Run the algorithm via `gt4sd-inference` (again the model produced in the example is trained on dummy data and will give dummy outputs, do not use it as is :no_good:):

```sh
gt4sd-inference --algorithm_name PaccMannGP --algorithm_application PaccMannGPGenerator --algorithm_version fast-example-v0 --number_of_samples 5  --target '{"molwt": {"target": 60.0}}'
```

### Uploading a trained algorithm on a public hub via the CLI command

You can upload trained and finetuned models easily in the public hub using `gt4sd-upload`. The syntax follows the saving pipeline:

```sh
gt4sd-upload --training_pipeline_name paccmann-vae-trainer --model_path /tmp/gt4sd-paccmann-gp --training_name fast-example --target_version fast-example-v0 --algorithm_application PaccMannGPGenerator
```

**NOTE:** GT4SD can be configured to upload models to a custom or self-hosted COS.
An example on self-hosting locally a COS (minio) where to upload your models can be found [here](https://gt4sd.github.io/gt4sd-core/source/gt4sd_server_upload_md.html).

### Additional examples

Find more examples in [notebooks](./notebooks)

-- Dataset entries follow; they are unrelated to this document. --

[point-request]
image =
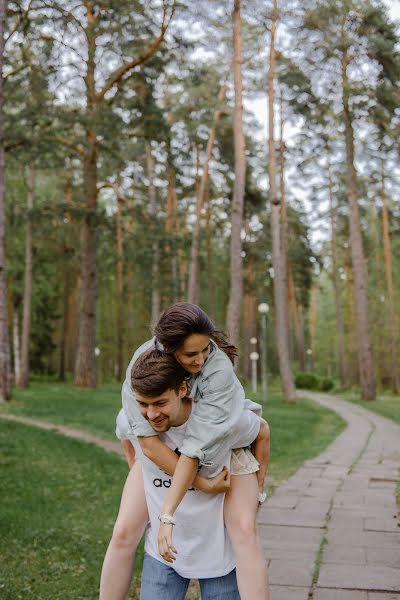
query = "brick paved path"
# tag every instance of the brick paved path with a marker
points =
(331, 532)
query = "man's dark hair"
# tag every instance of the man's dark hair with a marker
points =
(155, 372)
(183, 319)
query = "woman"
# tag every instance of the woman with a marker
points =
(186, 331)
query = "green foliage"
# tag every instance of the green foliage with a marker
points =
(326, 384)
(307, 381)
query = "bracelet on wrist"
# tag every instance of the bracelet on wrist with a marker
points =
(169, 519)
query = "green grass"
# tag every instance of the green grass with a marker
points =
(299, 431)
(90, 410)
(59, 500)
(387, 405)
(59, 497)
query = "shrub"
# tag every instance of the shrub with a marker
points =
(307, 381)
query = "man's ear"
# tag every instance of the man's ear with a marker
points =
(183, 389)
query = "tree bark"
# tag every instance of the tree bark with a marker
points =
(171, 226)
(336, 286)
(366, 369)
(155, 264)
(193, 286)
(5, 363)
(236, 260)
(392, 317)
(212, 301)
(85, 365)
(313, 324)
(119, 288)
(284, 228)
(27, 304)
(16, 344)
(66, 317)
(280, 292)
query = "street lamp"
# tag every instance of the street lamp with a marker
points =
(263, 309)
(254, 358)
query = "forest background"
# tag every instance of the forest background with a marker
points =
(133, 175)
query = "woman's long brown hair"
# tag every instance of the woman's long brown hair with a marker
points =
(183, 319)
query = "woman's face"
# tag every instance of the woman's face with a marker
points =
(193, 352)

You can play with them right away using the provided Dockerfile, simply build the image and run it to explore the examples using Jupyter:

```sh
docker build -f Dockerfile -t gt4sd-demo .
docker run -p 8888:8888 gt4sd-demo
```

## Supported packages

Beyond implementing various generative modeling inference and training pipelines GT4SD is designed to provide a high-level API that implement an harmonized interface for several existing packages:

- [GuacaMol](https://github.com/BenevolentAI/guacamol): inference pipelines for the baselines models and training pipelines for LSTM models.
- [Moses](https://github.com/molecularsets/moses): inference pipelines for the baselines models and training pipelines for VAEs and Organ.
- [TorchDrug](https://github.com/DeepGraphLearning/torchdrug): inference and training pipelines for GCPN and GraphAF models. Training pipelines support custom datasets as well as datasets native in TorchDrug.
- [MoLeR](https://github.com/microsoft/molecule-generation): inference pipelines for MoLeR (**MO**lecule-**LE**vel **R**epresentation) generative models for de-novo and scaffold-based generation.
- [TAPE](https://github.com/songlab-cal/tape): encoder modules compatible with the protein language models.
- [PaccMann](https://github.com/PaccMann/): inference pipelines for all algorithms of the PaccMann family as well as training pipelines for the generative VAEs.
- [transformers](https://huggingface.co/transformers): training and inference pipelines for generative models from [HuggingFace Models](https://huggingface.co/models)

## References

If you use `gt4sd` in your projects, please consider citing the following:

```bib
@software{GT4SD,
author = {GT4SD Team},
month = {2},
title = {{GT4SD (Generative Toolkit for Scientific Discovery)}},
url = {https://github.com/GT4SD/gt4sd-core},
version = {main},
year = {2022}
}
```

## License

The `gt4sd` codebase is under MIT license.
For individual model usage, please refer to the model licenses found in the original packages.